WASHINGTON (Reuters) - Japan’s Takata Corp is set to plead guilty Feb. 27 in federal court in Detroit to a single felony count of wire fraud to resolve a U.S. Justice Department investigation into ruptures of its air bag inflators linked to at least 16 deaths worldwide, according to a court filing Tuesday.
Last month, the auto parts firm agreed to the guilty plea as part of a $1 billion settlement in the world’s largest ever recall.
U.S. prosecutors also charged three former senior Takata executives in Japan with falsifying test results to conceal the inflator defect linked the recall of about 100 million air bag inflators worldwide.

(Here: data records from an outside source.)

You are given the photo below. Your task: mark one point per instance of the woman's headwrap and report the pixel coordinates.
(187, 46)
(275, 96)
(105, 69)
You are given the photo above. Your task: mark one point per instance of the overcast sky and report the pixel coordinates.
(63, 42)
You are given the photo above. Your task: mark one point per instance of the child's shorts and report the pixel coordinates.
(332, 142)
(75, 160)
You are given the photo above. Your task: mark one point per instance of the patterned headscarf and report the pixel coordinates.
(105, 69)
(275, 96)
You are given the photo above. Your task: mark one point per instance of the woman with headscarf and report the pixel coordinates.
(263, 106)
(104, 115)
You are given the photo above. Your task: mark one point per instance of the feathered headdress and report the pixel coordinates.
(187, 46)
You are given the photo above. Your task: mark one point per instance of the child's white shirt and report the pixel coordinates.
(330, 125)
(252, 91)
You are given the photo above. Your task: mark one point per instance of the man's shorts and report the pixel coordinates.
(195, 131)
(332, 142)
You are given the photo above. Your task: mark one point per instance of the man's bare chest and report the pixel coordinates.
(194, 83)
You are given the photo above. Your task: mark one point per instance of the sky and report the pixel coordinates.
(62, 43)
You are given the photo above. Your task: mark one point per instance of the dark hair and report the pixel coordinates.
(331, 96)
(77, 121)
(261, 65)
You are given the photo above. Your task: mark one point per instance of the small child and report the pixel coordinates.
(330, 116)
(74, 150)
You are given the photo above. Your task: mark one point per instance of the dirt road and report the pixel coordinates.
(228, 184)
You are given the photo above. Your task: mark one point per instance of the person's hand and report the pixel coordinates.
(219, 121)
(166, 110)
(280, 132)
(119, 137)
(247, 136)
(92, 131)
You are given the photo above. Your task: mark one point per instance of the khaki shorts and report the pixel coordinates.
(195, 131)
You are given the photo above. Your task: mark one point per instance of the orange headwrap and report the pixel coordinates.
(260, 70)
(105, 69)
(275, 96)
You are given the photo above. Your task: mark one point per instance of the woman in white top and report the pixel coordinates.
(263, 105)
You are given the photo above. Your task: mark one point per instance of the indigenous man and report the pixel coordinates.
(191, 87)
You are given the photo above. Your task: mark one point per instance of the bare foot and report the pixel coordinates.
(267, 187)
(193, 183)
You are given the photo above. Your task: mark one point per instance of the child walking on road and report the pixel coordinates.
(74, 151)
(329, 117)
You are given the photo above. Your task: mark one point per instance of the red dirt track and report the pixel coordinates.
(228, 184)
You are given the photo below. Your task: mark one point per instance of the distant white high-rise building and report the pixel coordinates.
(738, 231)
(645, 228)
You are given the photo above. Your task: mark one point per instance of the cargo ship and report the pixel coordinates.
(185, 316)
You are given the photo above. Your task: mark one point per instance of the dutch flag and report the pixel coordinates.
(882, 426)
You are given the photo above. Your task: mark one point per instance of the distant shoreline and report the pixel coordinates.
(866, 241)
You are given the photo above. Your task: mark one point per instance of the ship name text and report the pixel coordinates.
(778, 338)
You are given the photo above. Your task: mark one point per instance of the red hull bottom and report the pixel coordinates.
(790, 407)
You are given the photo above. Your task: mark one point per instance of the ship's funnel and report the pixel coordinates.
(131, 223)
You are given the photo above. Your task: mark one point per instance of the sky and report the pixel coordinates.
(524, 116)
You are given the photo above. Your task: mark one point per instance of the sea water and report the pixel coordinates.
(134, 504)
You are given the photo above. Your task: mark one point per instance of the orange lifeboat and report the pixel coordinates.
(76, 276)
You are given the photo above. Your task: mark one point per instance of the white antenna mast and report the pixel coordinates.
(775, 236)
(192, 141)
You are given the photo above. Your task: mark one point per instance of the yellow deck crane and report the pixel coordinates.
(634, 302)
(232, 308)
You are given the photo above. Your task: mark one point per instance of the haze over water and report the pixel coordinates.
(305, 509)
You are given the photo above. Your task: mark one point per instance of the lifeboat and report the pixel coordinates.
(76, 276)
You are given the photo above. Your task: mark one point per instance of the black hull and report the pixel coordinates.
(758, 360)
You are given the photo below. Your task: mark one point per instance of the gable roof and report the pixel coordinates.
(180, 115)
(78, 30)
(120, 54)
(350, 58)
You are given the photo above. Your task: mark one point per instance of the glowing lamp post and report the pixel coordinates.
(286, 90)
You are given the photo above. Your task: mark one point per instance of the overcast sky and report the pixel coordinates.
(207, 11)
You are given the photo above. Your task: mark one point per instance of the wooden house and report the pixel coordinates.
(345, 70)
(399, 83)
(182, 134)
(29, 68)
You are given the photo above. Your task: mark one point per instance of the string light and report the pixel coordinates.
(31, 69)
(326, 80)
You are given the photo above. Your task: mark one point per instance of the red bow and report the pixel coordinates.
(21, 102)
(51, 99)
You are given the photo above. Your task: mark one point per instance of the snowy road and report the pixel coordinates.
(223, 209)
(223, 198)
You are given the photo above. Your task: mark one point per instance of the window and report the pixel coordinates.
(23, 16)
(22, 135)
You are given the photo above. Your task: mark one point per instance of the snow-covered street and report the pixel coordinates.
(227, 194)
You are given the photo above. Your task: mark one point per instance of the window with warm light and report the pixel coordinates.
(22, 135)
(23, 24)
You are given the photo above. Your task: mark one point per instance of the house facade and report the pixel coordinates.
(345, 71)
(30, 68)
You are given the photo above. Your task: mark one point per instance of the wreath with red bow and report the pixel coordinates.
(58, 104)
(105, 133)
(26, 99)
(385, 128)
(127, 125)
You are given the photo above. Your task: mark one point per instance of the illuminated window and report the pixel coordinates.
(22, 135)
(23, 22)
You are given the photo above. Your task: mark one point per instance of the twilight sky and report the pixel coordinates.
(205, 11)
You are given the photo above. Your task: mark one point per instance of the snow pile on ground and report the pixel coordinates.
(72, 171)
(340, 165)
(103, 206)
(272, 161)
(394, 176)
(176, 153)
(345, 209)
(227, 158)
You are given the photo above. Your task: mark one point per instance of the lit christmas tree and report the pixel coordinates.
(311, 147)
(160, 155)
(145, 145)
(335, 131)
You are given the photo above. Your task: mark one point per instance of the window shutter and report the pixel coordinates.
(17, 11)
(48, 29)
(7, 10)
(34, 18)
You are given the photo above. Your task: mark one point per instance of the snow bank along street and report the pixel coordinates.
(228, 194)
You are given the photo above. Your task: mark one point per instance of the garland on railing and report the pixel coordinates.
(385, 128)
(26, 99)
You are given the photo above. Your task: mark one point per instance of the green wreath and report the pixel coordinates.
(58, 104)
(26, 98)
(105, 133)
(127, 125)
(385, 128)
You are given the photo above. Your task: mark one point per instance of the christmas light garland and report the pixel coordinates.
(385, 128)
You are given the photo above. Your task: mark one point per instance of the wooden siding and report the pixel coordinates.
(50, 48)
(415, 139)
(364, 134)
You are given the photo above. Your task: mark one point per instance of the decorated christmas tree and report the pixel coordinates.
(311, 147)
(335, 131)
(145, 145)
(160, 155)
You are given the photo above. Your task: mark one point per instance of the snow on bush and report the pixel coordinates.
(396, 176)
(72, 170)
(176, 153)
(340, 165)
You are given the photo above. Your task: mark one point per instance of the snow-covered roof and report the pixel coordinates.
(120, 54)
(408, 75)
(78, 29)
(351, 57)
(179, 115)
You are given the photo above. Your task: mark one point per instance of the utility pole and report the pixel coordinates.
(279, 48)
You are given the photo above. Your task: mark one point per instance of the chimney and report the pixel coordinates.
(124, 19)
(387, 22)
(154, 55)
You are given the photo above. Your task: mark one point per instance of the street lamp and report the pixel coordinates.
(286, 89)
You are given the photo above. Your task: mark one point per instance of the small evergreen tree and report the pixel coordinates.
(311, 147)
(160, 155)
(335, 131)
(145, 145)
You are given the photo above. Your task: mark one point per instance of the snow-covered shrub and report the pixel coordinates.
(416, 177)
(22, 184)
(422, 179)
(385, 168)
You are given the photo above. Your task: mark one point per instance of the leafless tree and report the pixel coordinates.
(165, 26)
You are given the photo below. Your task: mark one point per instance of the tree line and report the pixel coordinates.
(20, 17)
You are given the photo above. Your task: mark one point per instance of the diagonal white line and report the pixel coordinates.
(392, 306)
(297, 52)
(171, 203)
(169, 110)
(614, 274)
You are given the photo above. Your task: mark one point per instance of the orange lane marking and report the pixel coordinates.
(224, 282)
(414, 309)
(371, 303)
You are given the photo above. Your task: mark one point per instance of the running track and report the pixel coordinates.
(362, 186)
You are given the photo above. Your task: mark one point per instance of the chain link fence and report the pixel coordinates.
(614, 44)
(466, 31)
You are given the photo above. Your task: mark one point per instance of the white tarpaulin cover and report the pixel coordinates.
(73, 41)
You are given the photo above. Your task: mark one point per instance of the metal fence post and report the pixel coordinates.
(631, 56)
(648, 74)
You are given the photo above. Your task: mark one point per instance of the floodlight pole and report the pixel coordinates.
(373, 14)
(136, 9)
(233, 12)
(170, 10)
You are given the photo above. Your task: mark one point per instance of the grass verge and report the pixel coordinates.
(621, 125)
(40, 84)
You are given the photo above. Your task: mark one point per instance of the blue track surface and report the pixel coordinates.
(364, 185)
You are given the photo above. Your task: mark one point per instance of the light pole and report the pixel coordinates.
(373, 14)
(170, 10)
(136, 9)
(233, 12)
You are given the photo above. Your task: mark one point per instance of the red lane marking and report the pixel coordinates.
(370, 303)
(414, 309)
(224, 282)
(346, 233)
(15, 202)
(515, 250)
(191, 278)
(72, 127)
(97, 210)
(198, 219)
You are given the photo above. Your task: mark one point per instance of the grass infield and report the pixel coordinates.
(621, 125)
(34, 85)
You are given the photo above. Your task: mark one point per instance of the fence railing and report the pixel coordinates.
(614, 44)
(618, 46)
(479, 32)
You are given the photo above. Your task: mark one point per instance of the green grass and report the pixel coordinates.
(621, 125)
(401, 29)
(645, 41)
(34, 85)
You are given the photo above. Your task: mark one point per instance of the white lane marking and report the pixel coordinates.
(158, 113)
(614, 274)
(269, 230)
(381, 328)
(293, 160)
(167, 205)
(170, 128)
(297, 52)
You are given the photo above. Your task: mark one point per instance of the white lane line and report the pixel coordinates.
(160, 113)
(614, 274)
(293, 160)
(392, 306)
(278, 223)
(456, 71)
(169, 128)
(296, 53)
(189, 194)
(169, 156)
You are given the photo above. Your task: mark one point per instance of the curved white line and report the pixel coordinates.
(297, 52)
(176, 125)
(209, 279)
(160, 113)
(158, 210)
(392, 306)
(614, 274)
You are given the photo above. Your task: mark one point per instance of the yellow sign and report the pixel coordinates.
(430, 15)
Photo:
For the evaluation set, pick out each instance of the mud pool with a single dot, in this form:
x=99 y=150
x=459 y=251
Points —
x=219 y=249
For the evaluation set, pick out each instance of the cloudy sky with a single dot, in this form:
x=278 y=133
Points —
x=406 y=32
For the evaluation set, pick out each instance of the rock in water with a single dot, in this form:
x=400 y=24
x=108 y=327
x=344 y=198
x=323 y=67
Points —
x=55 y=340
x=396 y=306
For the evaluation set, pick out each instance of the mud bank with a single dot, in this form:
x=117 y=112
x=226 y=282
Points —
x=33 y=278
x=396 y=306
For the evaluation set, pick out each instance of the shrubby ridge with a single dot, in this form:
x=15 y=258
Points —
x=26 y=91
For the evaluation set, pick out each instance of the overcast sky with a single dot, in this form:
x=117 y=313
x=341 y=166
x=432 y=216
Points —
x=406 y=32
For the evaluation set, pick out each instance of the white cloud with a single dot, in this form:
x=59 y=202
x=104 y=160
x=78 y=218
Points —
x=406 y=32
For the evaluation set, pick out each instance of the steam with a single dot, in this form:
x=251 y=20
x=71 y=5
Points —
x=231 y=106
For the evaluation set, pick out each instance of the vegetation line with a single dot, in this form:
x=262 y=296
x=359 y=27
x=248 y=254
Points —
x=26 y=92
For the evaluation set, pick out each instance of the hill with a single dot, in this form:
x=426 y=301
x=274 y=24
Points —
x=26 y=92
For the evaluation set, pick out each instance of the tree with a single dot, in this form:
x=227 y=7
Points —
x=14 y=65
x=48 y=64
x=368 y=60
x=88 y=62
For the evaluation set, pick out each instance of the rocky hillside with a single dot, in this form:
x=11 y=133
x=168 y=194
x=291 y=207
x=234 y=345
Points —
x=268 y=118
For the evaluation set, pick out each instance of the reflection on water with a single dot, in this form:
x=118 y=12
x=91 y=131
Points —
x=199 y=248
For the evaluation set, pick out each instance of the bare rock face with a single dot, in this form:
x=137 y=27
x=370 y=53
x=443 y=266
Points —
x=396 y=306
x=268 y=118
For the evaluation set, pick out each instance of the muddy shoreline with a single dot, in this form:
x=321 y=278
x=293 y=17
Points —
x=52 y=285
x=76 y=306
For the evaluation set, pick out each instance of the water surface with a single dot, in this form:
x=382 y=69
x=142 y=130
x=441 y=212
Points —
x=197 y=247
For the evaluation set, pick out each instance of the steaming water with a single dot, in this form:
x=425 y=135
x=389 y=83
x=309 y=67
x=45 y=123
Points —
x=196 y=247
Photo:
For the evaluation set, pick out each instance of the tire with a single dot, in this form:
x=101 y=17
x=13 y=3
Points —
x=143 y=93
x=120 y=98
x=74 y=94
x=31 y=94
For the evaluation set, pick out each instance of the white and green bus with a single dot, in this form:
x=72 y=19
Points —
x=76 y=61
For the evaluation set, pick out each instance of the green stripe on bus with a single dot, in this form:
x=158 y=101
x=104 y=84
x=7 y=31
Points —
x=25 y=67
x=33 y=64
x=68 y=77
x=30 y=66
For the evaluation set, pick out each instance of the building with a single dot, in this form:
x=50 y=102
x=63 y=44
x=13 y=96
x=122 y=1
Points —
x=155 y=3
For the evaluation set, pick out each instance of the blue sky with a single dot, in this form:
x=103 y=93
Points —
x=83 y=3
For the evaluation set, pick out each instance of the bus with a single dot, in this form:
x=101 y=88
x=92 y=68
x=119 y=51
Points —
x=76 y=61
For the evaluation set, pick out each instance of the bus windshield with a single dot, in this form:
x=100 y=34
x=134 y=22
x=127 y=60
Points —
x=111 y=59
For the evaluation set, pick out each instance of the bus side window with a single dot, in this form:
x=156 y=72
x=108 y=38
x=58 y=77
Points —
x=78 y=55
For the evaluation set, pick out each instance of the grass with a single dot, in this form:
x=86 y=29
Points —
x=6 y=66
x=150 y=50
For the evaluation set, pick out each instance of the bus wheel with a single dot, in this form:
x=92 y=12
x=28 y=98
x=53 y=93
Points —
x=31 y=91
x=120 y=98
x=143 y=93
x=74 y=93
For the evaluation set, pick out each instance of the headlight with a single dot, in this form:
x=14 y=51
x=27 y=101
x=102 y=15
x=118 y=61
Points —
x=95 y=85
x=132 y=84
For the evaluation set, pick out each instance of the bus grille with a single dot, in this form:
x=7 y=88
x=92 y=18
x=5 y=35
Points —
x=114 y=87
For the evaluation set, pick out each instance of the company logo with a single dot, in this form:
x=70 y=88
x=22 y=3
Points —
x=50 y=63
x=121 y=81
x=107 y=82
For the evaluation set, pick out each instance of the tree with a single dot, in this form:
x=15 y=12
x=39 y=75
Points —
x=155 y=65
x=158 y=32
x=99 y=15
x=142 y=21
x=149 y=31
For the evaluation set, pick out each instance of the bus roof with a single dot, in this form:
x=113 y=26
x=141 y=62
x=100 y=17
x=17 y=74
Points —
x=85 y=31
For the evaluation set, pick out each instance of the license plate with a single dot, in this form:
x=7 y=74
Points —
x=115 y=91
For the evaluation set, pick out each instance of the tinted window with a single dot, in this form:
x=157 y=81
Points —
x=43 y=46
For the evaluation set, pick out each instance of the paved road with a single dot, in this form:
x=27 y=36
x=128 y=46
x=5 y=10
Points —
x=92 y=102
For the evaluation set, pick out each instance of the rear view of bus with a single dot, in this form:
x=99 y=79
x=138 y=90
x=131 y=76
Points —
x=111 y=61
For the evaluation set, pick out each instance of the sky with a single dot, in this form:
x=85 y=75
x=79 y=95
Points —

Takata has agreed to pay a $25 million fine, $125 million in a victim compensation fund, including for future incidents, and $850 million to compensate automakers for massive recall costs, the Justice Department said. The auto parts supplier will be required to make significant reforms and be on probation and under the oversight of an independent monitor for three years.
Last month, three senior Takata executives in the United States left the company, including Kevin Kennedy, who was president of Takata North America. Kennedy confirmed his departure in a posting on the employment networking website LinkedIn but did not return emails.
Reuters reported Monday that Key Safety Systems (KSS) Inc has been selected to lead its turnaround, fanning concern that a court-led restructuring was on the cards.
The Nikkei business daily, which first reported the news of KSS’s selection, said automakers would support the pick on condition Takata pursue a court-mediated turnaround in both Japan and the United States, a move that could wipe out shareholders’ equity.
In a statement late on Saturday, Takata denied that it had selected KSS as its sponsor or a court-led restructuring as the way forward.